We had our quarterly department meeting, followed by our semi-annual manager meeting this week. I left for Chattanooga on Sunday, arrived home yesterday. It was a lot. It was glorious, but it was a lot.
A lot of eating, a lot of talking, a lot of listening. A lot of walking, a lot of hugs, a lot of love.
And now it's over. There will be another meeting next quarter, and our second manager meeting of 2024 later in the year.
So, understandably, I'm feeling a little melancholy.
Good boys! |
You know, as one does. I know these blues are of the short-term variety, and that I'm going to be basically OK in no time. But I have a bunch of driving to do on Saturday (and again Tuesday AM), so that is bearing down on me like a ton of bricks.

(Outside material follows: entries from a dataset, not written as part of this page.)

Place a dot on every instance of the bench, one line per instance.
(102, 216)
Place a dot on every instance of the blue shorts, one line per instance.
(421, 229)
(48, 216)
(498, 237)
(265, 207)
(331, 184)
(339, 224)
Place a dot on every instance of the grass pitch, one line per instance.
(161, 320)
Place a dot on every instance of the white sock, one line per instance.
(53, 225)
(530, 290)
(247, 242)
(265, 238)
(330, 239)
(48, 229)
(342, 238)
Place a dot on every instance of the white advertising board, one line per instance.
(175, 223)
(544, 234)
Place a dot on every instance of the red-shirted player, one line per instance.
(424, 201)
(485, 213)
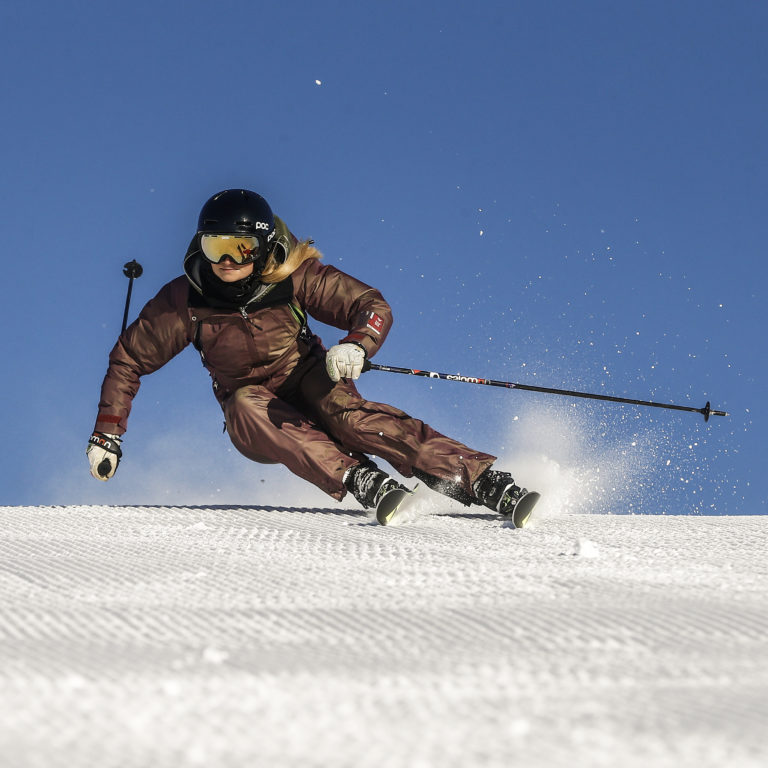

Basically, I'm headed to Atlanta to take Mom to go to her pulmonologist appointment. We'll make some cookies to send my sister for her birthday, and I have been give some requests from my sister to handle a few administrative tasks. Which is fine, but means I won't have an actual weekend like the sort that would be useful to prepare my home for another week. You know - laundry, housework, groceries.
I want to carve out something for just myself - to reward for the work I have done and will do. But I don't know what that's going to be. I kind of wish I had the time and money to get a full spa day - but maybe this fall. For now, I need something more like a new lipstick or some costume jewelry. So, there is that. If you have suggestions, bring them to me. I'm up for something fun.
The robins have not returned to their nest for a second brood, but the makings of a new nest have appeared at the other end of the deck. I am trying to be subtle in my investigations. But I am not a subtle person.
And that's about it, really. Just work, good times, trying times, and keep trying. That's the formula for now.